Mas quem é Siá Filiça? Siá vem do termo “sinhá”, uma espécie de abreviação. E Filiça vem de Felícia, uma senhora que morava na cidade da Prata, na Paraíba, e que todos gostavam muito de brincar com ela quando eram pequenos. Segundo Bira, ela sempre andava com uma lenha. Certo dia, ele estava com a irmã em Caruaru e pensou em “Siá Filiça”, que era como chamavam Felícia, e a irmã disse que dava uma boa música.
Então começaram a escrever. Fátima Marcolino foi a autora da frase: “minha esperança ainda dorme, e eu com pena de acordar”, que retrata um pouco a espera e o desejo de que a pandemia do coronavírus passe, e o São João volte a ser como era.

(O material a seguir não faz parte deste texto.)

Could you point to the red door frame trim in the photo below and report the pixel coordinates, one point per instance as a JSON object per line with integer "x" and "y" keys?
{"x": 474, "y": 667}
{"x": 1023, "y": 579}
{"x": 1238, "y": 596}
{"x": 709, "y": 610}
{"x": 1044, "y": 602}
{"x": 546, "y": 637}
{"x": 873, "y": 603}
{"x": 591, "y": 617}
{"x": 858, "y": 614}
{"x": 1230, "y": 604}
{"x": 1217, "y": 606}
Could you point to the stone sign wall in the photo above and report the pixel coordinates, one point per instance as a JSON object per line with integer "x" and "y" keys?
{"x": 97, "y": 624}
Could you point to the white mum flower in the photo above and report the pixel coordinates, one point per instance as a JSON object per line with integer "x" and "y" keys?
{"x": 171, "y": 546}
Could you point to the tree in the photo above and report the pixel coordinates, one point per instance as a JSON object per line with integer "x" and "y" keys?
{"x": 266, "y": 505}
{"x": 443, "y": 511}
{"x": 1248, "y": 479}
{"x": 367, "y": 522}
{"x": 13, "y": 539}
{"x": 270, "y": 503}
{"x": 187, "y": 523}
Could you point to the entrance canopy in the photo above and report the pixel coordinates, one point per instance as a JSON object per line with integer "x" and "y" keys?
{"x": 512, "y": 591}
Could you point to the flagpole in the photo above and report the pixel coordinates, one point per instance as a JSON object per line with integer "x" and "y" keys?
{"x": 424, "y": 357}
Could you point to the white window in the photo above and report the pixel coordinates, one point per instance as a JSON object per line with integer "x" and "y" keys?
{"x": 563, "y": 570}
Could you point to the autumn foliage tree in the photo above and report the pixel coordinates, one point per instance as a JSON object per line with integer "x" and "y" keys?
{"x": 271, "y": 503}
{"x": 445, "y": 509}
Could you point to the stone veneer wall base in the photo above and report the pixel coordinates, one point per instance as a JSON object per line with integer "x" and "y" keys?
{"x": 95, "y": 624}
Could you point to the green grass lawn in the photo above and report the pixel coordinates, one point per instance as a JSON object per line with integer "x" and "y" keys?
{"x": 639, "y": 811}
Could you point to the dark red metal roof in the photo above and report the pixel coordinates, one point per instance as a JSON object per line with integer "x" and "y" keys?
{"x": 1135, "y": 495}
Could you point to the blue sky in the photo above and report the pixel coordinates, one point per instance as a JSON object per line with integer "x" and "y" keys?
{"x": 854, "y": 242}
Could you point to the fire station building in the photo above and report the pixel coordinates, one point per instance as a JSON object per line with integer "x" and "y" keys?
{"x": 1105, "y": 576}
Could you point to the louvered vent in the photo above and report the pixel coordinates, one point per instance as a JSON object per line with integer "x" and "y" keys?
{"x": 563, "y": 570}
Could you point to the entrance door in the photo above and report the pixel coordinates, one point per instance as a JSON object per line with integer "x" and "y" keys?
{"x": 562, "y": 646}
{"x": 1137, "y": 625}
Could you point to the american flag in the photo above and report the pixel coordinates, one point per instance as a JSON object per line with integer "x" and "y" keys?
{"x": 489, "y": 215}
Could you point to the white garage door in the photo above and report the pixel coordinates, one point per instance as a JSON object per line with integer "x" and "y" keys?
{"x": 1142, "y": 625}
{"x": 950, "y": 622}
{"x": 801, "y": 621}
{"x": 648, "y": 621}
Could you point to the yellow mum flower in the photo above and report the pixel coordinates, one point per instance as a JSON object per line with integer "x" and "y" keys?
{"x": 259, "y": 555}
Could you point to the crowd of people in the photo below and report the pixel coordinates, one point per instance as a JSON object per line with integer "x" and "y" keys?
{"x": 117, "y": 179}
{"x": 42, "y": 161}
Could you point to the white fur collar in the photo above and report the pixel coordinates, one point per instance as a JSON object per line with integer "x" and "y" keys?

Quando foi escrita, muitos artistas queriam gravar a música. O primeiro foi Ezequias Rodrigues, que gravou com voz e violão. Depois veio Santanna e Ademário Coelho, da Bahia. Mas foi com O Cantador que a música fez sucesso.
Hoje, Bira tem 61 anos. Para um compositor de forró, deixar o São João morrer seria até um crime. “O São João está na veia da gente, o forró está na veia da gente. Sem São João a gente se sente fora d’água, mas não deixa de ouvir não. Eu fiz meu São João sozinho, no mato”, conta.
Santanna encerra live com ‘Siá Filiça’
A música foi a grande emoção da live de Santanna na véspera de São João. Quem assistiu, certamente se emocionou. Antes de cantar, disse algumas palavras: “vou me despedir de vocês com uma música… eu não vou pedir desculpa por me emocionar, porque é a emoção que move o mundo. A emoção é impressionante. Me despeço de vocês com essa canção, que é a música que melhor representa o São João este ano”.
Ao fim, tirou o chapéu. Ali, estava representada a tristeza, mas também a esperança de todos se reencontrarem novamente entre público e palco, forró, xaxado e baião.
“A música foi que me escolheu, me escolheu como intérprete principal dela. Ela faz parte da minha vida. Ela foi eleita a música do São João desse ano, e o sentimento é muito grande. A gente que é sertanejo, a gente sabe o que significa uma festa junina para nós. Eu fico impressionado como a música Siá Filiça entra na vida das pessoas”, relata.
Livro sobre música é lançado por paraibano
Um livro chamado “Siá Filiça”, de Efigênio Moura, natural de Monteiro e morador de Campina Grande, foi escrito e lançado este ano, durante a pandemia, para contar a história da canção. A ideia surgiu para fazer uma desintoxicação no autor, que terminava de escrever sobre o cangaço, tema forte e marcante. “Precisava limpar a garganta e a alma”, confessa.
Em uma viagem para Prata ele descobriu que Siá Filiça realmente existiu. “Comecei a ouvir a música, debulhar a música devagarzinho no juízo. Comecei a trabalhar a música na cabeça de uma forma que ela fosse se apresentada em capítulos”, conta Efigênio.
Ouviu toda a história da música por Bira e Fátima Marcolino e descobriu que Siá Filiça passou a representar a infância deles. Por isso, situou o livro no município da Prata e dividiu em duas partes: o passado e o presente. De cada estrofe saem as misturas de capítulos, situando o leitor na cidade da Prata, no São João e no forró em si.
“O livro é o São João de papel. Um passeio pela saudade e um puxão de orelha nas pessoas que fazem o tempo. Além de uma declaração de amor à minha região, o Cariri”, diz Efigênio.